MARVIN: Multimodally Advantaged Robotic Vehicle for Improved Navigation

Abstract

Hybrid robots leverage the advantages of multiple types of locomotion. More specifically, wheel-legged hybrid robots aim to capture the speed, stability, and power efficiency of wheeled robots as well as the ability to traverse robust natural terrain that legged robots provide. Effective hybrid designs are able to capitalize on both sets of advantages without compromising the overall effectiveness of the machine. Here, we present a design and implementation of MARVIN, a wheel-legged hybrid robot that emphasizes three key features: a quick transition mechanism, a well-defined wheel and leg mode, and the capacity for flexible control through continuously vari-able leg length. We demonstrate how the two clearly defined modes of legs/wheels in MARVIN capitalize on their respective advantages.
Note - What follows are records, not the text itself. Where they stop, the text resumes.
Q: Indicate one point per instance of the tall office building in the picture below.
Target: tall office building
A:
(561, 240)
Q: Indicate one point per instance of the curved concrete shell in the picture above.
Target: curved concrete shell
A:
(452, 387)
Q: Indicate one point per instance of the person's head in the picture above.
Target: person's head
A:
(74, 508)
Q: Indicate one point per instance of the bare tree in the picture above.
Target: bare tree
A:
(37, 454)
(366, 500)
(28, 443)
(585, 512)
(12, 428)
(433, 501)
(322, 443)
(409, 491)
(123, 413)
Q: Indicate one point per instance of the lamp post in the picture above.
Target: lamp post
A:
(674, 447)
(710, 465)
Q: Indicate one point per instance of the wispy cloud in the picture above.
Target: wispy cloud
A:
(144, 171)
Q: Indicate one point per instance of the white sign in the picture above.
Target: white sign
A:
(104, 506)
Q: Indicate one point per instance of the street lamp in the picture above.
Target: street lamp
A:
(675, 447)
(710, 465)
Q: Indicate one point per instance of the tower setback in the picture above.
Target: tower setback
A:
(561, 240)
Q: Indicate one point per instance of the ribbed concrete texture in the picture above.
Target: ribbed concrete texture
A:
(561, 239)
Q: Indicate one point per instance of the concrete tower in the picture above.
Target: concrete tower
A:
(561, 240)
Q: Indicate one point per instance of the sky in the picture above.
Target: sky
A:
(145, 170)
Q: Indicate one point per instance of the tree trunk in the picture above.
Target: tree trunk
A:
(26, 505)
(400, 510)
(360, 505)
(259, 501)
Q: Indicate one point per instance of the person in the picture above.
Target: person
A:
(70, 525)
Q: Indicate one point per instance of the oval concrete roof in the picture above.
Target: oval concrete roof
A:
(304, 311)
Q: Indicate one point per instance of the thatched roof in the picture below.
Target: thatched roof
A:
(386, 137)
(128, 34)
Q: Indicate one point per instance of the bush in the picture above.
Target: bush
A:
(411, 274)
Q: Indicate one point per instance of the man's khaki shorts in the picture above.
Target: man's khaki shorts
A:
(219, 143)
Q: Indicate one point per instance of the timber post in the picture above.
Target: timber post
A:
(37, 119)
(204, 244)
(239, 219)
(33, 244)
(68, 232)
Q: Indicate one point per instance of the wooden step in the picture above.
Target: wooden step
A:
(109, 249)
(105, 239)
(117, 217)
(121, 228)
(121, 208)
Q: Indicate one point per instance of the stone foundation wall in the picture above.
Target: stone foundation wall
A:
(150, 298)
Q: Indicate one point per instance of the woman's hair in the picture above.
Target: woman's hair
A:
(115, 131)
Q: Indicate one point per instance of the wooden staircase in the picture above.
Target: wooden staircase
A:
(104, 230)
Furthermore, in realizing the tradeoff between modes specific to this robot, we derive a hybrid path-planning algorithm using an empirically driven cost function, which we found by collecting data in real-terrain experiments. We discuss our mechanical, electronic, and software design approaches in building a prototype of the proposed design. We also review our experimental methods. Lastly, we point out lessons learned from the operation of our prototype robot, identifying directions for future upgrades.